We test the application of the prevailing-frequency approximation of the coupling ray theory to 3D ray-based Kirchhoff pre-stack depth scalar migration and compute migrated sections in two simple inhomogeneous weakly anisotropic velocity models composed of two layers separated by a curved interface. The recorded complete seismic wave field is calculated using the Fourier pseudospectral method.
We use a scalar imaging for the complete wave field in a single-layer velocity model with the same anisotropy as in the upper layer of the velocity model used to calculate the recorded wave field. We migrate reflected PP, converted PS1 and PS2 elementary waves without the separation of the recorded complete wave field.
For migration of the S-wave part we use the prevailing -frequency approximation of the coupling ray theory and for comparison we apply the anisotropic-ray-theory approximation. Calculations using the prevailing-frequency approximation of the coupling ray theory are without problems for both models.

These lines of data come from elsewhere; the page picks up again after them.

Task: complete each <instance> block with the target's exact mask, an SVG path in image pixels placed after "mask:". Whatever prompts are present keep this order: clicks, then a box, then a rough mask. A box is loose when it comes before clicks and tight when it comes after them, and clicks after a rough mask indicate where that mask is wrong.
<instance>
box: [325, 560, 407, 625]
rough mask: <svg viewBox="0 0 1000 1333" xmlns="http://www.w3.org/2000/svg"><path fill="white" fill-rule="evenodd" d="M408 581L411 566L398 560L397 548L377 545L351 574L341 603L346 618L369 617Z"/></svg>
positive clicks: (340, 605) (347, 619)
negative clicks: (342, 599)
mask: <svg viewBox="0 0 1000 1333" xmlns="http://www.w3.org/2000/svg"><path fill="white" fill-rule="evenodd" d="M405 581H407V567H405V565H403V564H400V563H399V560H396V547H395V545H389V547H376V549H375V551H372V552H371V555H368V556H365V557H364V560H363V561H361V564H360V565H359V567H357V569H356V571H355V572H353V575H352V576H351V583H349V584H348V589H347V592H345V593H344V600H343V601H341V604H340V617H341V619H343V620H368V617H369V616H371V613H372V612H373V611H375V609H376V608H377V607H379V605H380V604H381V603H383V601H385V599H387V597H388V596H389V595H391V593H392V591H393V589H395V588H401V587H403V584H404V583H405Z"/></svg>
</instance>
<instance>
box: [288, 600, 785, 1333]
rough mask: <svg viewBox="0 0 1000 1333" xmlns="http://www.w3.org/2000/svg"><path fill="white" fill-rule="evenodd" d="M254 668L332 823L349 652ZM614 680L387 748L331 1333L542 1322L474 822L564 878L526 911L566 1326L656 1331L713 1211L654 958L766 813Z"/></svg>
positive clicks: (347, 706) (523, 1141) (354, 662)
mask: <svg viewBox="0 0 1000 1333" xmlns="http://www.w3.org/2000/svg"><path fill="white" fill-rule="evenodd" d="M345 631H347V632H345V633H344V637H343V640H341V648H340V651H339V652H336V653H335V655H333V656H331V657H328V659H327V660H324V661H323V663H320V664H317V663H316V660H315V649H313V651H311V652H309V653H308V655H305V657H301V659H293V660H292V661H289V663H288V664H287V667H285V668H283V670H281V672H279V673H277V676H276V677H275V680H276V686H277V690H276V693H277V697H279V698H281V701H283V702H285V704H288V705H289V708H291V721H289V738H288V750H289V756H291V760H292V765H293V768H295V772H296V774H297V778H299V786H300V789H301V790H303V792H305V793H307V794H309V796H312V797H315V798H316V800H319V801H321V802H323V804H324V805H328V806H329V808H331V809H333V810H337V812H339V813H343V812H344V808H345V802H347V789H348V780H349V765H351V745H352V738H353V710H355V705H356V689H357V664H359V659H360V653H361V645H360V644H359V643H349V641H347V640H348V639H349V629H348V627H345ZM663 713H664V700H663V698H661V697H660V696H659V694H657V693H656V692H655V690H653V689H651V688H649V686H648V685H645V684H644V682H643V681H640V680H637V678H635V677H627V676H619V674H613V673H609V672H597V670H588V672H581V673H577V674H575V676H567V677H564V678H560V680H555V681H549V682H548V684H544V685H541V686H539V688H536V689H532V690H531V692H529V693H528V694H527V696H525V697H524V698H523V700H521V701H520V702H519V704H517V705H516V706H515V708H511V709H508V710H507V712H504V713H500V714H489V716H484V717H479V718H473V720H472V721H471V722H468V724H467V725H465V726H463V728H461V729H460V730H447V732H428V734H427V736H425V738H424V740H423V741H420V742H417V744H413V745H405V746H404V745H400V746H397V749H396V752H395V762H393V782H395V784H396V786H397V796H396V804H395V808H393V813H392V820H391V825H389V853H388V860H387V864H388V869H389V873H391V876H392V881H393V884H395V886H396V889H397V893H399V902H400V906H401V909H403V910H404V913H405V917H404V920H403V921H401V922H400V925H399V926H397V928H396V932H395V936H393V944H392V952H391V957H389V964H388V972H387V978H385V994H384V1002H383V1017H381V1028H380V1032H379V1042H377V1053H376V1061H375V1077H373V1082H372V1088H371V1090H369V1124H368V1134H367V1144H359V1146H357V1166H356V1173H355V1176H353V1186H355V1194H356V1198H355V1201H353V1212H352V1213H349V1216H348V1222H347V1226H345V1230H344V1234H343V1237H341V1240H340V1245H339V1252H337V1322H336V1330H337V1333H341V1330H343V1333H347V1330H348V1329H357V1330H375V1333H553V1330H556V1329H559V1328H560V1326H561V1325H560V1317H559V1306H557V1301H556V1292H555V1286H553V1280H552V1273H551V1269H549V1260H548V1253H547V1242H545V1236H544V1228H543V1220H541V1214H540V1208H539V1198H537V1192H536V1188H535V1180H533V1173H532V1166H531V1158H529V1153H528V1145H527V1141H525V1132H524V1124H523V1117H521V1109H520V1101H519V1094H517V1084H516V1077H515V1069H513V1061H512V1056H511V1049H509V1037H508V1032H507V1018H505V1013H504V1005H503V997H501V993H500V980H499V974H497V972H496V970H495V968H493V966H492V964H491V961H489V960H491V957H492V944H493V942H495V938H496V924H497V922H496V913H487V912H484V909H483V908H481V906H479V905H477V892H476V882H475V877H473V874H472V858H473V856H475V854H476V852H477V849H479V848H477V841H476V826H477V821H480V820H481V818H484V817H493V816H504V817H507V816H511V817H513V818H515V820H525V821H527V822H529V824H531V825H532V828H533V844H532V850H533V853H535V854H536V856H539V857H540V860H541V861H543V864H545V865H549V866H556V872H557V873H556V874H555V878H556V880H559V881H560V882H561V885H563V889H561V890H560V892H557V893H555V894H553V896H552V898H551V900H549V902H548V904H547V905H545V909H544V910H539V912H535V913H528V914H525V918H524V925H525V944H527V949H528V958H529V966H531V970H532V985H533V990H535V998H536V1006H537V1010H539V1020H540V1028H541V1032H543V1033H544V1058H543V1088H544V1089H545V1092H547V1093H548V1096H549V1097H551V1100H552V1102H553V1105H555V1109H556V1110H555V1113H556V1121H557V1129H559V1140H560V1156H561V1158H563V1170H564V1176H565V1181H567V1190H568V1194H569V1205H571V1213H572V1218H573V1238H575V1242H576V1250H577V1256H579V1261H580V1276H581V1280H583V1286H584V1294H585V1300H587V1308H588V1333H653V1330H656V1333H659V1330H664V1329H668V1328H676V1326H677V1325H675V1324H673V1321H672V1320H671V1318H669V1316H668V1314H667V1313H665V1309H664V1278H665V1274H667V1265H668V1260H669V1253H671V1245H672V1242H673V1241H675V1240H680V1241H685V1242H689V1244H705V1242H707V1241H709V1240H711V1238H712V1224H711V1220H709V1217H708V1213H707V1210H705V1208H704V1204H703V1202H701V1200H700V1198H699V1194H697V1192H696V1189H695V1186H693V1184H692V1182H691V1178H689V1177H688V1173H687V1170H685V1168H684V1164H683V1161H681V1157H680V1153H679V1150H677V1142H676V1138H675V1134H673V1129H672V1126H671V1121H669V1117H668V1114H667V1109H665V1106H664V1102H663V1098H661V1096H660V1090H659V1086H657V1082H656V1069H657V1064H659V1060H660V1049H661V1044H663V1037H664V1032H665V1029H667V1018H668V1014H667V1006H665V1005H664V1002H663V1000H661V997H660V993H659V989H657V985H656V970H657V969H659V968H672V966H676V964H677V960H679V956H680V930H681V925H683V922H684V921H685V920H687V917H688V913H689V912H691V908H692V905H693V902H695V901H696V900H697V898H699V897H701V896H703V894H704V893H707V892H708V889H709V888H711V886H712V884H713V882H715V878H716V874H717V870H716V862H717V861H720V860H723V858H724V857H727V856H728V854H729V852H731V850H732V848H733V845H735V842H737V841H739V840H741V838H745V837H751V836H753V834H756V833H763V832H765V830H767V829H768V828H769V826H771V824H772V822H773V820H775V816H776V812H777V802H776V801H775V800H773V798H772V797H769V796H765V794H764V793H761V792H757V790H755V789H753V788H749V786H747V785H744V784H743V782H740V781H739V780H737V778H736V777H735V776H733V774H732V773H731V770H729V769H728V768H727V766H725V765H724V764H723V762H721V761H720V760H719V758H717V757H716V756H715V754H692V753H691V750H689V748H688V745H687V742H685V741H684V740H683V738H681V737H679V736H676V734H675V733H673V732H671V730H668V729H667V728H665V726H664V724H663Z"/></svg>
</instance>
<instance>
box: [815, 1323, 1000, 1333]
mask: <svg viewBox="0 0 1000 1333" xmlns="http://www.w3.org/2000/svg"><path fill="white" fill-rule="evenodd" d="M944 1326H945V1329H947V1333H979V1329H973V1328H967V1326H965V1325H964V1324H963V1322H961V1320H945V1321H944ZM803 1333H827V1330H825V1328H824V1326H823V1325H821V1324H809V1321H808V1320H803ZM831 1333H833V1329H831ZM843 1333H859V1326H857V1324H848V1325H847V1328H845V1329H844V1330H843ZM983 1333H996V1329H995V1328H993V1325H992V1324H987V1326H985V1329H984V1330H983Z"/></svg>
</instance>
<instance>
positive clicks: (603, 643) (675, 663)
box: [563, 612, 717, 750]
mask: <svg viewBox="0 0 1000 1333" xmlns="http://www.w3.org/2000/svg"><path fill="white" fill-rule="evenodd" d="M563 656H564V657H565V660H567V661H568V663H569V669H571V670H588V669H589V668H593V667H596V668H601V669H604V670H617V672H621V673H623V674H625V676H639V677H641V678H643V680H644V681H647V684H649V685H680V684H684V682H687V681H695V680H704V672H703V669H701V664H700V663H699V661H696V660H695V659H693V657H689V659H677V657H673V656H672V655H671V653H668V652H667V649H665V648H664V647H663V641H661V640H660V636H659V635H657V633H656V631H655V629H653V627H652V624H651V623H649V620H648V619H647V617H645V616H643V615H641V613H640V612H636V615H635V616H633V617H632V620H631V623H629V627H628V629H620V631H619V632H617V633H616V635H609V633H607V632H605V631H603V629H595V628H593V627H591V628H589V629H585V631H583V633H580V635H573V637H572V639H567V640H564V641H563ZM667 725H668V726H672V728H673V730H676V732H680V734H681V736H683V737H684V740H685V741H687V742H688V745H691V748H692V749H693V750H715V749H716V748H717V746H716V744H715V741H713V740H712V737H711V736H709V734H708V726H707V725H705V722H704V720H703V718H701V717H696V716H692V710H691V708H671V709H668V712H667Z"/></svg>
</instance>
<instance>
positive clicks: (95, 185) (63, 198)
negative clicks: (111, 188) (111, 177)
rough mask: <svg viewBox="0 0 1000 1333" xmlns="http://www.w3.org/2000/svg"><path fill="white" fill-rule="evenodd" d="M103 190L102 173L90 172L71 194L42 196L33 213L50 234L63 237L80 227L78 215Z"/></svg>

On the other hand, for the anisotropic-ray-theory approximation in the model with weaker anisotropy we have to use limitation of Green function maxima otherwise the migrated sections are wrong. In spite of complex recorded wave fields, without decomposition, the migrated interfaces for the vertical component of the PP reflected wave, radial and transversal components of PS1 and PS2 converted waves are in all stacked migrated sections relatively good with exception of spurious interface images close to the correct ones.